There’s no FDA-approved testosterone product for women, so doctors who prescribe it use compounded formulations or low doses of products designed for men. The preferred route is transdermal (patches or creams applied to the skin) rather than oral, because oral testosterone negatively affects cholesterol levels, raising LDL and lowering HDL. Transdermal application avoids this lipid problem. The most common side effects are acne and increased hair growth. Some weight gain has also been observed. No serious adverse events were recorded in the trials reviewed in the meta-analysis.
What These Drugs Don’t Do
None of these medications work the way something like Viagra works for men. Viagra increases blood flow to produce a physical response within 30 to 60 minutes. The drugs that increase desire in women target brain chemistry, not blood flow. Flibanserin takes weeks of daily use to produce noticeable changes. Bremelanotide acts faster (within about 45 minutes) but still works through the brain’s reward and motivation pathways rather than through a direct physical mechanism.
Desire is also more complex than any single pill can address. Stress, relationship quality, hormonal changes, other medications (especially SSRIs), fatigue, and body image all play significant roles. These drugs tend to work best when combined with addressing those broader factors, not as standalone fixes.
How These Options Compare at a Glance
- Flibanserin (Addyi): Daily pill at bedtime. Takes weeks to work. Strict alcohol rules. Approved for premenopausal women only. Side effects include drowsiness, nausea, dizziness.
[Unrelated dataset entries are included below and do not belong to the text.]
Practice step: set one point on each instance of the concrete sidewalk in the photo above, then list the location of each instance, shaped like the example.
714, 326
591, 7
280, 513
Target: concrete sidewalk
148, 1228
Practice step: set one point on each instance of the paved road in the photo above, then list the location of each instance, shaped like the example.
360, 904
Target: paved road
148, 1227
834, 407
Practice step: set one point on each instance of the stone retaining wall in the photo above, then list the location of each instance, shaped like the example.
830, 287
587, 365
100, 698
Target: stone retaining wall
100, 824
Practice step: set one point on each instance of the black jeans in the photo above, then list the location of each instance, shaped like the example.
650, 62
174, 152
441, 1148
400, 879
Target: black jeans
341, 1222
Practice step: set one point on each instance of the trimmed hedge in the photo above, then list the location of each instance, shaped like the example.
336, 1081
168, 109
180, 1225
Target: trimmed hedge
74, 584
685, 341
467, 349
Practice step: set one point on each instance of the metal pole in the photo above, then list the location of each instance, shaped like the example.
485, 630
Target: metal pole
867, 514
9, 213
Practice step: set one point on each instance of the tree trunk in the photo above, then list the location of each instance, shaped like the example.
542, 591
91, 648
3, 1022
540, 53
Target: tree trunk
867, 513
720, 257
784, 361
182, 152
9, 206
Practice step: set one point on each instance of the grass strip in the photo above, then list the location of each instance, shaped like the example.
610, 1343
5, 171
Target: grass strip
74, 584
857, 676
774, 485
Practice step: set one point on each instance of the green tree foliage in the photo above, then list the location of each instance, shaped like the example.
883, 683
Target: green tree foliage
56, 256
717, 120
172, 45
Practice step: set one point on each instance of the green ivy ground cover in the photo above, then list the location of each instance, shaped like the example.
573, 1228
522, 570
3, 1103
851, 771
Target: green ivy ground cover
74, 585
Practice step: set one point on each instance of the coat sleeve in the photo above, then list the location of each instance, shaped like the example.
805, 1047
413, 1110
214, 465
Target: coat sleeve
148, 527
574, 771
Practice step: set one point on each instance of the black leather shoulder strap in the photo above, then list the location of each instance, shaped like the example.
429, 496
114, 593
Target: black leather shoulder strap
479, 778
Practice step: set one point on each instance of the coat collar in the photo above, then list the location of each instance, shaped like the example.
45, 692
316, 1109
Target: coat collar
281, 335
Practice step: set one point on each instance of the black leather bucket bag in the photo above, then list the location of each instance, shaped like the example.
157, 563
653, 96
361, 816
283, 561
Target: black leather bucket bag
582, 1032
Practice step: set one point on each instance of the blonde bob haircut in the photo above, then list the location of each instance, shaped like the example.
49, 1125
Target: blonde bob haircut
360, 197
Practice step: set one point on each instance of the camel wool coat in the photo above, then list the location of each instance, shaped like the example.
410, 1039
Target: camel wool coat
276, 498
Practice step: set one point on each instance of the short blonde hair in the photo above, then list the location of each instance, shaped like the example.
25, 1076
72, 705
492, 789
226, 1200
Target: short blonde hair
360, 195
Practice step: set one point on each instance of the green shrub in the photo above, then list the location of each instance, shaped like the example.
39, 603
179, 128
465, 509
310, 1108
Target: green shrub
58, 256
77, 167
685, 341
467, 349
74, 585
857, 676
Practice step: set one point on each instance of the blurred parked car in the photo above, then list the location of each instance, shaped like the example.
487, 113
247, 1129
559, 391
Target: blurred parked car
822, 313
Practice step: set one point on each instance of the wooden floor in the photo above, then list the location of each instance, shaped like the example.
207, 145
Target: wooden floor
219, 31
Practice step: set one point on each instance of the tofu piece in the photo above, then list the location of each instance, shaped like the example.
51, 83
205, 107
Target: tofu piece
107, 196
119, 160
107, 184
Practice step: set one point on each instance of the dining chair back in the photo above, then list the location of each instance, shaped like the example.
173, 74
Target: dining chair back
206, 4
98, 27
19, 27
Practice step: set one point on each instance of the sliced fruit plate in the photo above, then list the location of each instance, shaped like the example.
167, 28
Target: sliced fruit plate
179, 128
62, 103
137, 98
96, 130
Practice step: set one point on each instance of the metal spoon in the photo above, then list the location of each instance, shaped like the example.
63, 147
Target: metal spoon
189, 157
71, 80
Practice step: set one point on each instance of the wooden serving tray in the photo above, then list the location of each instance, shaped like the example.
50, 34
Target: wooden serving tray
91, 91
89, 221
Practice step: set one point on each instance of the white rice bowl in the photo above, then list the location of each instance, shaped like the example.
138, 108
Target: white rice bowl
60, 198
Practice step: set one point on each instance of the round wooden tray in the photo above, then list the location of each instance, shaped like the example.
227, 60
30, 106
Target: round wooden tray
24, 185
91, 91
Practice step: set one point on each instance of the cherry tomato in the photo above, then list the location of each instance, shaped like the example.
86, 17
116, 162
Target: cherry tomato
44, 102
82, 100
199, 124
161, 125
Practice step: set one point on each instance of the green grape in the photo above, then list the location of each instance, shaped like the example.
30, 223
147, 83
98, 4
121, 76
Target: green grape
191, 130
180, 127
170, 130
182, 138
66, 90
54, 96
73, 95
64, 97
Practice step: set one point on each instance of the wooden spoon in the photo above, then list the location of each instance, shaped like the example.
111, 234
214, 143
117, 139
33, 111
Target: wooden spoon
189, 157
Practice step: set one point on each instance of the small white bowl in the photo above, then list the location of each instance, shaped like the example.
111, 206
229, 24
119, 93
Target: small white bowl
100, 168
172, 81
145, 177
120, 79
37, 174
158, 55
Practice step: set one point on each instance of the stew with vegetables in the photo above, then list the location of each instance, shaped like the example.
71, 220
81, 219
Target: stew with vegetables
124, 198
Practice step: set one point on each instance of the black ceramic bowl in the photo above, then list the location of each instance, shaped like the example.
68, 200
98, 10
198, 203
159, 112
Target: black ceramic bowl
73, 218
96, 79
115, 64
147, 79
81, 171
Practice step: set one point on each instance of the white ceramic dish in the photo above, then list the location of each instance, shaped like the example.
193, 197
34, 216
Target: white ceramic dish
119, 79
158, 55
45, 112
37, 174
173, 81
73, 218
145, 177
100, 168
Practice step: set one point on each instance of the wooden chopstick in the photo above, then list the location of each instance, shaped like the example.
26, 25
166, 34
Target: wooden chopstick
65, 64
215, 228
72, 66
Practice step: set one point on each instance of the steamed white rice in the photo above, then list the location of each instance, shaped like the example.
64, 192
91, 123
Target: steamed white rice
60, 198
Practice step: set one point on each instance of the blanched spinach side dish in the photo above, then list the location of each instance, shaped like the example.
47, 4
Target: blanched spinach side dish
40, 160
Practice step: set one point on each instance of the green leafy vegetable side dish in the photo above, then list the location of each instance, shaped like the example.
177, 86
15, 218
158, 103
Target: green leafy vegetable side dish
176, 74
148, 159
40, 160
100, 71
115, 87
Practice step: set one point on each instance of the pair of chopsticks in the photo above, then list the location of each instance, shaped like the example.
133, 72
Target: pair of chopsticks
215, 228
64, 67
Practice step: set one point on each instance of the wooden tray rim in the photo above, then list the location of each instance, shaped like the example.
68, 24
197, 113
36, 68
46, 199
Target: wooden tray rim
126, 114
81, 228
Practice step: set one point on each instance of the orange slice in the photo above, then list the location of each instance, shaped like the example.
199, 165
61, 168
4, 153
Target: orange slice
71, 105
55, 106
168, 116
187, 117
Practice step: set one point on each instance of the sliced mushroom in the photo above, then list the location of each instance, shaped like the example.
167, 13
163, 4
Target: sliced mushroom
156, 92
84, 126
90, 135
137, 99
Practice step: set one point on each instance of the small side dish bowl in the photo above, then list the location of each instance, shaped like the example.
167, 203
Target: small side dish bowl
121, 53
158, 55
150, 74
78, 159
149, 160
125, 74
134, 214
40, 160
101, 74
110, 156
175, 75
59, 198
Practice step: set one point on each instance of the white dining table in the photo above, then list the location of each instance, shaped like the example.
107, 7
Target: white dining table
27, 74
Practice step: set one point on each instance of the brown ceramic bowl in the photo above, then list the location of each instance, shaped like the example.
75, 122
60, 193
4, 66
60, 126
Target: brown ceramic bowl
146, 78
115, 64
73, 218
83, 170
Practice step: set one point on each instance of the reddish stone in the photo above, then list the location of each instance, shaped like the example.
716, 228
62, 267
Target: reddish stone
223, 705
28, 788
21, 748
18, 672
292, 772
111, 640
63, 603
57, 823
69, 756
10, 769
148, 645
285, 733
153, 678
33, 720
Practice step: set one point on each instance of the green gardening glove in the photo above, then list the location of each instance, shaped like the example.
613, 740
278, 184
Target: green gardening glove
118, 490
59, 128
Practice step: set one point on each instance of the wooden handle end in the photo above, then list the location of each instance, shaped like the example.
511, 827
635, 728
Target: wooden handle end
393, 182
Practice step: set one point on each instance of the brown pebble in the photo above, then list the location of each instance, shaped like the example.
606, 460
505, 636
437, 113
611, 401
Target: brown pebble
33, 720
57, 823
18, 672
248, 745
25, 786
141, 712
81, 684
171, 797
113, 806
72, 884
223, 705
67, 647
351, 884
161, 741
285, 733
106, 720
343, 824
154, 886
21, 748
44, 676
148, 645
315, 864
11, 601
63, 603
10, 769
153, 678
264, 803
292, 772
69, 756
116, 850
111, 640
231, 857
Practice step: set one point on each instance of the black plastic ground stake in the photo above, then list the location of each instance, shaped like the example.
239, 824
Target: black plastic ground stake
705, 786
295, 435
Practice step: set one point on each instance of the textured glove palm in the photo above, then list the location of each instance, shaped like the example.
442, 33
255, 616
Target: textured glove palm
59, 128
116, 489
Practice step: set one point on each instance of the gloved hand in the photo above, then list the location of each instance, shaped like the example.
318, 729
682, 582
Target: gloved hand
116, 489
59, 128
- Bremelanotide (Vyleesi): Self-injection 45+ minutes before sex. Up to 8 times per month. More nausea than flibanserin. Can cause skin darkening. No alcohol restriction.
- Bupropion: Daily pill, off-label use. May help especially if you’re also dealing with depression or SSRI-related sexual side effects. Less robust evidence for sexual function specifically.
- Testosterone: Transdermal cream or patch, off-label. Best evidence is for postmenopausal women. May cause acne and hair growth. Requires monitoring by a doctor.